Наша семья отличалась от других жильцов дома на Большом Каретном. Мой отец — Борис Самойлович Утевский, известный учёный-юрист, был знаком с такими выдающимися коллегами, как А.Ф. Кони, И.В. Крыленко, Н.П. Карабчевский, Ф.Н. Плевако, встречался с А.М. Горьким, Ф.И. Шаляпиным, А.В. Луначарским. Присутствовал на многих известных судебных процессах мирового уровня (о чем ещё в двадцатых годах выпустил небольшую книжку). «Юрист от Бога» — огромная практика, доскональное знание теории укрепили за отцом эту славу. К нему обращались за советом и друзья дома, и знакомые, и знакомые знакомых. Он никогда не отказывал им в помощи, причём делал это бескорыстно.
Многие друзья и знакомые отца вроде как перешли мне «по наследству», и с некоторыми из них время позволило даже стать на «ты». Так, например, получилось с Аркадием Вайнером — одним из знаменитых братьев, хотя рядом с ним я постоянно чувствую его старшинство. Знаю я его ещё с тех лет, когда он, будучи в добрых отношениях с отцом, бывал у нас на Большом Каретном, — то есть с «учебной» поры на юридическом факультете МГУ. Отец выделял его как талантливого ученика, умницу. Впоследствии Аркадий работал следователем на Петровке, 38, и многие сюжеты, действующие липа произведений братьев Вайнеров основаны на личных наблюдениях, достоверных фактах.
Искренне уважая моего отца, Аркадий Вайнер писал в предисловии к одной из публицистических книг Б. С. Утевского: «Я имел счастье и честь не только учиться у Бориса Самойловича, слушать его блистательные лекции, изучать его многочисленные научные труды, но и знать его лично… Борис Самойлович был, прежде всего, интеллигентом в подлинном смысле этого слова. Человек огромной эрудиции, крупнейший и достаточно сановный ученый, он мог часами беседовать с таким обыкновенным студентом, как я. Наши беседы выходили подчас далеко за рамки юриспруденции и касались самых различных сторон жизни. И были бесконечно интересными». Бывая в нашем доме, Аркадий сдружился со многими его завсегдатаями, в том числе и с Володей Высоцким, и эта дружеская привязанность сохранилась на долгие годы.

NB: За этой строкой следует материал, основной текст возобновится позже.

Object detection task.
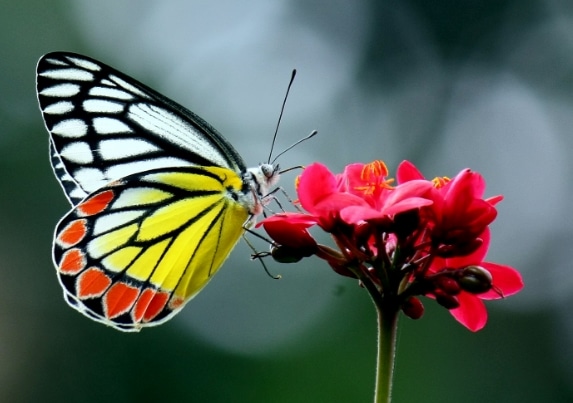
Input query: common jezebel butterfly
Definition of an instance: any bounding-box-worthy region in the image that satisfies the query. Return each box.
[36,52,280,331]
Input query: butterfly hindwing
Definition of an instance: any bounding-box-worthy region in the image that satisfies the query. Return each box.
[52,166,250,331]
[37,52,247,205]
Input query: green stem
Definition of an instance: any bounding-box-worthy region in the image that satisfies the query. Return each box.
[374,305,399,403]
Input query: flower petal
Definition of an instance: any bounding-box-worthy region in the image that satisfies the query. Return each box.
[479,262,524,299]
[259,213,318,227]
[339,205,383,223]
[261,213,318,249]
[298,163,338,213]
[337,163,366,193]
[450,292,488,331]
[396,160,425,183]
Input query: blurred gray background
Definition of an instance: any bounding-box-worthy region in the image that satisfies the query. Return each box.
[1,0,572,401]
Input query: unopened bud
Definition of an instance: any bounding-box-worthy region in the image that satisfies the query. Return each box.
[434,276,461,295]
[458,265,493,294]
[270,245,304,263]
[402,297,424,319]
[434,289,460,310]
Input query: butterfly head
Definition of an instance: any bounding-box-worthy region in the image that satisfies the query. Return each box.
[261,163,280,184]
[243,163,280,215]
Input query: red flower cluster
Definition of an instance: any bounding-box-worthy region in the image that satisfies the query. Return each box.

Отец был строг, но справедлив, и его поступками всегда руководила логика действий. Выражения «я так решил» у него не было: он старался обосновать своё решение, причём очень убедительно, красноречиво, с явным желанием помочь. Отчитывая меня за какую-то шалость, не спешил с наказанием: в нашей семье было не принято хвататься за ремень, поступками старших руководило уважение к личному достоинству. И если мама была излишне эмоциональна, то отец уравновешивал её рассудительностью. спокойствием духа. Такой союз помогал решать многие вопросы.
Отец, будучи весьма общительным человеком, всегда располагал к себе собеседника умением слушать, вникать в тонкости разговора. Тактичный и доброжелательный, легко сходился с людьми (а это могли быть и знаменитости, и школьники, и студенты — мои сокурсники). Он был хорошим рассказчиком: если позволяло время, приходил в мою комнату (или приглашал молодёжь к себе в кабинет) и… начинались прелюбопытнейшие разговоры! В разговорах с молодежью никогда не злоупотреблял своим авторитетом, правом старшего — просто пытался узнать, какое оно, племя молодое: при своей огромной занятости отец находил время знакомиться с моими друзьями, старался узнать их поближе и даже найти общий язык.
Володя приглянулся ему. В доме у нас была хорошая библиотека, и Высоцкому разрешалось брать с книжных полок все, что ему заблагорассудится. Отец, страстней книголюб и книгочей, любил поговорить с Володей о прочитанном. В этих разговорах я участия не принимал, лишь слушал и поражался эрудиции друга. Если Володька некоторое время не появлялся, отец спрашивал, где он, почему не приходит.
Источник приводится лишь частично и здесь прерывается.